Shaping AI's Future: The Importance of Ethical Development
AI is going to play a fundamental role in solving humanity’s biggest challenges, but there are major ethical concerns about some of the outcomes from using this technology, from bias and discrimination to sensitive data loss.
Ethical AI is the concept of ensuring AI is used solely for the benefit of humanity, such as enhancing medical research and the efficiency of public services.

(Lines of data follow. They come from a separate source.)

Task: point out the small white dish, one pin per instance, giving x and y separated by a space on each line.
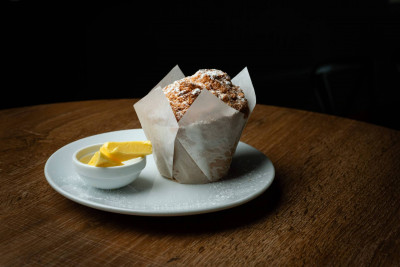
105 177
151 194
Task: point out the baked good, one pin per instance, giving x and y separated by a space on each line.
195 143
182 93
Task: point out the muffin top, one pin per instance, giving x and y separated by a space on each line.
182 93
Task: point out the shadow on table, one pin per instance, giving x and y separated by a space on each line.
247 214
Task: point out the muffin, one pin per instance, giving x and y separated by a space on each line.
182 93
195 123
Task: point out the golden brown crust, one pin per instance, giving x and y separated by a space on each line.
182 93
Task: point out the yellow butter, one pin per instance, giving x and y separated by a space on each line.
122 151
101 160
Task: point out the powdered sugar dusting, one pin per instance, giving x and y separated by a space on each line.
182 93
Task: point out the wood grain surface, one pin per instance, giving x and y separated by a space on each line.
335 199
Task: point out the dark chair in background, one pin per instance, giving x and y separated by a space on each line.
344 88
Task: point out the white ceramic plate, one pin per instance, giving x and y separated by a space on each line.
150 194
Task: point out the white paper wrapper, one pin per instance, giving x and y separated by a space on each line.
199 148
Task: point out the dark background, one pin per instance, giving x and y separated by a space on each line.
338 57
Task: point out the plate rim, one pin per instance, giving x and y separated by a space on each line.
163 213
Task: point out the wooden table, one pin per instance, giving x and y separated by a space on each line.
335 199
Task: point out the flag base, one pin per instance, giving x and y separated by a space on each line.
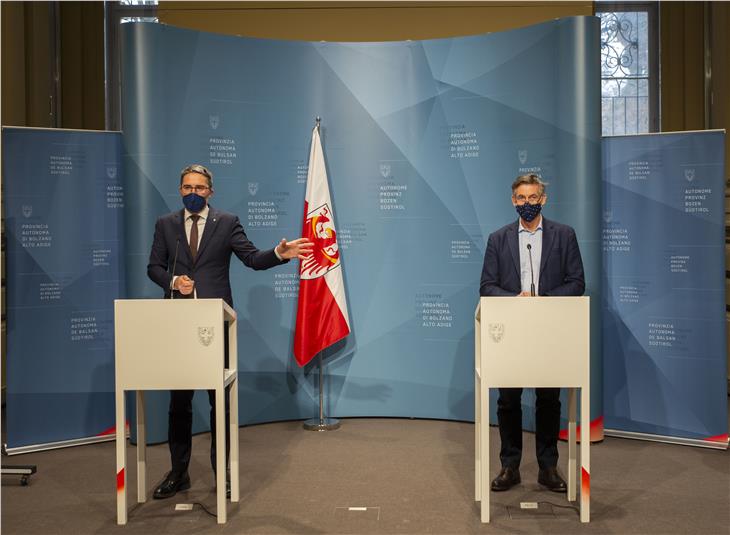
322 424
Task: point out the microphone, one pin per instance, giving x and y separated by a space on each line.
532 274
174 264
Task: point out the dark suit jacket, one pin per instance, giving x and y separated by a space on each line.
223 236
561 266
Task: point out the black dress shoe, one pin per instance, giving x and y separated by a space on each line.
549 477
507 478
171 485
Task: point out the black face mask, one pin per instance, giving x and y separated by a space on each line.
528 211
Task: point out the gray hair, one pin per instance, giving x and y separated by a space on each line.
201 170
529 180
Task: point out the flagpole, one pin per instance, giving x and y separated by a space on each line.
321 423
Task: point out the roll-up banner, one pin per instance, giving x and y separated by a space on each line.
664 335
63 206
422 141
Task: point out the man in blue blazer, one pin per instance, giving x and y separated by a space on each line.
190 257
531 257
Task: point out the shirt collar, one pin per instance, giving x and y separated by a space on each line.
521 228
203 213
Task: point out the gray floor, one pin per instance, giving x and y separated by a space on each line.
413 476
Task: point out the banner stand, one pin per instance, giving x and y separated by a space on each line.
321 423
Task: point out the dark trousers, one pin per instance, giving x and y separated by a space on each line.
180 428
547 426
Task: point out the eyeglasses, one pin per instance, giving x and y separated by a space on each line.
187 188
532 199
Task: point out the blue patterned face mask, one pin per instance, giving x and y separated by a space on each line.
528 211
194 202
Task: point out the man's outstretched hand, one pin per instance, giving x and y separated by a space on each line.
299 248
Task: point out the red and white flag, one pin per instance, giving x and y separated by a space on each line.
322 317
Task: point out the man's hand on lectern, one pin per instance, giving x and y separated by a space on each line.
184 284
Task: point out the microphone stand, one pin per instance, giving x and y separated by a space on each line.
532 274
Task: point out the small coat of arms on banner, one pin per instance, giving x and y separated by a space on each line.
385 170
205 335
496 331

This approach also necessitates overcoming the potential negative outcomes from AI use, including data privacy threats and bias in decision making. This is something that must be achieved to ensure the potential of AI is unlocked in a truly ethical way.
Primary AI Risks
Experts have raised numerous concerns around AI’s impact on individuals and wider society as it is adopted more widely.
John Durcan, IDA Ireland’s Chief Technologist, told Infosecurity that a big issue is the fact that a lot of data AI models are currently trained on are centred on certain sections of society, in particular Western characteristics and beliefs.
This has the potential for bias and even discrimination when AI is applied in fields such as medicine and justice.
It can also result in ‘edge cases’, a problem or situation that occurs at the extreme of what's considered normal or expected, potentially impacting millions of people.
“We have a lot of data on particular segments of society, but not on all areas,” Durcan warned.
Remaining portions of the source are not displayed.